After this session, we now are more able to understand how when voting- those individuals who are going to be impacted by the outcome need to have some sort of sensible representation and should be able to vote (as long as they are well informed). We now see decision making differently. Along with the points stated above, we are able to see active decision making as continuously evaluating the possible alternatives and potential outcomes. This results in effective decision making along with active decision-making.

Moreover, we feel the subject of decision-making is vital as the outcome would have huge implications on lives, both at present and in years to come. Therefore, it is important to consider different factors and processes that influence how decisions are made.

We will use the important knowledge, understanding and skills learnt today to ensure we make well-informed and balanced decisions, both at present and in the future when we are able to vote. These skills can be used in our future careers, for example for some of us who want to become lawyers we would make decisions every day. Those decisions of how we approach clients, how we decide to proceed in trials, which evidence should be used, whether evidence should be tested.
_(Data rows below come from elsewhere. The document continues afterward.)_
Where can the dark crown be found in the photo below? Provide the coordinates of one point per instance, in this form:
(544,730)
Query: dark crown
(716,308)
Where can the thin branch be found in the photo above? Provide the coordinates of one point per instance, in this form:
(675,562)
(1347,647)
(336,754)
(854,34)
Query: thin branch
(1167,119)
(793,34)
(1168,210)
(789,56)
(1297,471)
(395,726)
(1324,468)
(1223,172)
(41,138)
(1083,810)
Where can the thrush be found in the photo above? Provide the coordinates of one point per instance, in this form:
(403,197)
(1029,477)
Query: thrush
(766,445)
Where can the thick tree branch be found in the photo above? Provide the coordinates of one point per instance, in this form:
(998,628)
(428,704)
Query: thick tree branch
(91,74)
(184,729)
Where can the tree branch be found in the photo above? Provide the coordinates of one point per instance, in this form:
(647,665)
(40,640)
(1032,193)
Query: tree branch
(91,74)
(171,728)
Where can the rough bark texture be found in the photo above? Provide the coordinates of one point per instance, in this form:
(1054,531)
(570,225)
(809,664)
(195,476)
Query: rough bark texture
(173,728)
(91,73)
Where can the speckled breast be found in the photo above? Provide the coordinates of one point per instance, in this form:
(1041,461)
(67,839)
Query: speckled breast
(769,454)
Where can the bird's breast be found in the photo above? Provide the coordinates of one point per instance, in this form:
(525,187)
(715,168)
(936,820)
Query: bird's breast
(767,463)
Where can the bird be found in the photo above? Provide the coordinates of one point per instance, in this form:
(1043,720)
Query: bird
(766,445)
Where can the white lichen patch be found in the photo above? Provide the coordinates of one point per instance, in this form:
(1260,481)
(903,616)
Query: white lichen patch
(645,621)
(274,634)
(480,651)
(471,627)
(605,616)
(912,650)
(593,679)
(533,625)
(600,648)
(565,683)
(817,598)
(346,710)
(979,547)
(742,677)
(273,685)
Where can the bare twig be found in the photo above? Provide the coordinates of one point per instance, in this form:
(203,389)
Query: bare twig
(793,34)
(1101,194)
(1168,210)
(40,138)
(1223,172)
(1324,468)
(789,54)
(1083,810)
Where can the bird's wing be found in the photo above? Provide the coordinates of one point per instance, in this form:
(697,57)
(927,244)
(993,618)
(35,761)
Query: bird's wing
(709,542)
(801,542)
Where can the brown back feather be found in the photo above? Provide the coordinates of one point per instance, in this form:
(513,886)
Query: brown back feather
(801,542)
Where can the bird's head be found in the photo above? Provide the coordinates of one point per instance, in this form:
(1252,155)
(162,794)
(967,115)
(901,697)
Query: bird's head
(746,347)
In addition to this, we can help others to understand these issues by providing greater knowledge via education to ensure that people understand the importance and implications of making decisions, both in daily life and at a larger scale.

To seek help or support, young people could approach their school or research online to find relevant information that could support them and their needs. If young people wanted to support a cause, which they felt strongly about, they could find youth clubs and youth pressure groups through which they could voice their opinions.
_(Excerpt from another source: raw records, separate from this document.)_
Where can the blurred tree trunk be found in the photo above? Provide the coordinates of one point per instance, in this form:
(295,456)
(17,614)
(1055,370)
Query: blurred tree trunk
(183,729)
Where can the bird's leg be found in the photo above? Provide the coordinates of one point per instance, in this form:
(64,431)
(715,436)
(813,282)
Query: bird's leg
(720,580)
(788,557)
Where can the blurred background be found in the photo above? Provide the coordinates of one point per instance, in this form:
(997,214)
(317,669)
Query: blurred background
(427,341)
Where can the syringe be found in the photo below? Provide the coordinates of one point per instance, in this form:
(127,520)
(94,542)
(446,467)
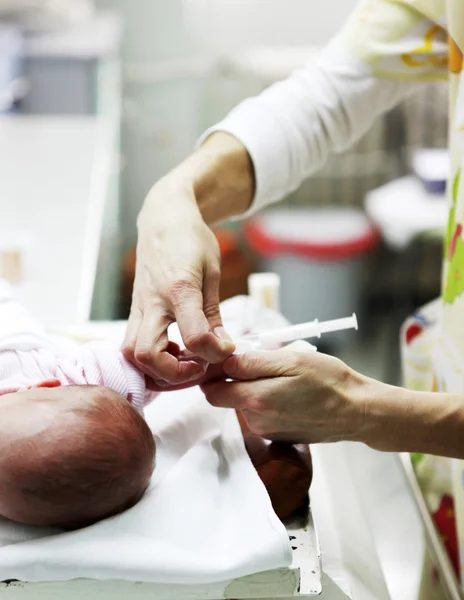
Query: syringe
(272,339)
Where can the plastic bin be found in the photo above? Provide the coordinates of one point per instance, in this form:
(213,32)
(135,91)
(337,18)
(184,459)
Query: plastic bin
(319,255)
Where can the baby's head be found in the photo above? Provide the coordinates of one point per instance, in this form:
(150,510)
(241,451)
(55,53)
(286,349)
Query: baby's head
(71,456)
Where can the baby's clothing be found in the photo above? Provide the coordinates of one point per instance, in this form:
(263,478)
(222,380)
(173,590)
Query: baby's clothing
(29,356)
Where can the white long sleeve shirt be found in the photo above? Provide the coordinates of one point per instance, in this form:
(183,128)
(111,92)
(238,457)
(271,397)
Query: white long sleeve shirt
(291,128)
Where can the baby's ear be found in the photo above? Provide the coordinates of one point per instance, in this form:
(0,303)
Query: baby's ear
(49,383)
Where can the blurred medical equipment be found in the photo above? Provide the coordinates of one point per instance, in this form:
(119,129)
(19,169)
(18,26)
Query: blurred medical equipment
(319,255)
(74,70)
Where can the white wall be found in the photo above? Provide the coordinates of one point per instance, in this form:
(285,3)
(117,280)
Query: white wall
(228,24)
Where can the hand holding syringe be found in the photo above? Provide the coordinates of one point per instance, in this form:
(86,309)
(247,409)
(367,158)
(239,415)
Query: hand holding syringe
(266,340)
(273,339)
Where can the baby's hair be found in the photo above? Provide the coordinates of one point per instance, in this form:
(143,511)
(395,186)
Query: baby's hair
(93,462)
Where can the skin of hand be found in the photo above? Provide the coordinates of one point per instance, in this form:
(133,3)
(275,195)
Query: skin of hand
(307,397)
(292,395)
(178,263)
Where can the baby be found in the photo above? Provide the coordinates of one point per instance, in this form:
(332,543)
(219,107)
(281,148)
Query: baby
(74,446)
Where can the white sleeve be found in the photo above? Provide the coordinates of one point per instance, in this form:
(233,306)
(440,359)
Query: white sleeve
(19,330)
(292,127)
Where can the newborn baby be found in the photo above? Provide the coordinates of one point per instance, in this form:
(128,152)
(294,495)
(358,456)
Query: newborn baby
(74,446)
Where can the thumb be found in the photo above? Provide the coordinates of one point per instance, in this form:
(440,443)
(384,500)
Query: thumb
(300,346)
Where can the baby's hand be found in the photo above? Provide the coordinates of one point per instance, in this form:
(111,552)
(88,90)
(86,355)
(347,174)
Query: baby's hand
(211,373)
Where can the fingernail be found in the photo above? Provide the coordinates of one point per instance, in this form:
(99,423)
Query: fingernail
(230,366)
(222,334)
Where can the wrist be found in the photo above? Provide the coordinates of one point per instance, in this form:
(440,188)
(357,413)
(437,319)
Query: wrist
(222,176)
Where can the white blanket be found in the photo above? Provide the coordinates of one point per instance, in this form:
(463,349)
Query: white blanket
(206,518)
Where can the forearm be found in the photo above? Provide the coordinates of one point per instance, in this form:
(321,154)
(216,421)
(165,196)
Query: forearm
(400,420)
(223,178)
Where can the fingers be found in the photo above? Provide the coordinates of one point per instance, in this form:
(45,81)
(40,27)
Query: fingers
(212,373)
(261,365)
(147,346)
(196,331)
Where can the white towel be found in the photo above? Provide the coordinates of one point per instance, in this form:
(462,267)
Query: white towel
(207,517)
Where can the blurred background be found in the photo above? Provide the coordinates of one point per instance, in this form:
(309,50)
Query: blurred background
(100,98)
We all really enjoyed the interactive and stimulating session. Thank you for the valuable opportunity.

Written by Divleen Kapor, Virender Kuvankhia and Vani Grover

This is the METAPHORICAL MAP of the learning process created by Divleen, Virender and Vani, and here are their reading instructions:

This map displays the thought process throughout the session. We start off with the main questions of the session: how should the biscuits be distributed? As a group, we all argued different sides, such as whether it should be equally distributed or whether there should be one leader or a collective decision. That is where we were at an ‘orange light’, as many of us had conflicting opinions. For us to reach a consensus, we passed through many speed bumps, ultimately reaching a ‘green light’.

The second question of our session was whether the voting age should be lowered. Again, before we could reach the end out of destination, at a green light, we had to pass many speed bumps and standstills. We asked ourselves questions such as whether the youth are informed enough or whether they deserve a say on topics that ultimately affect them.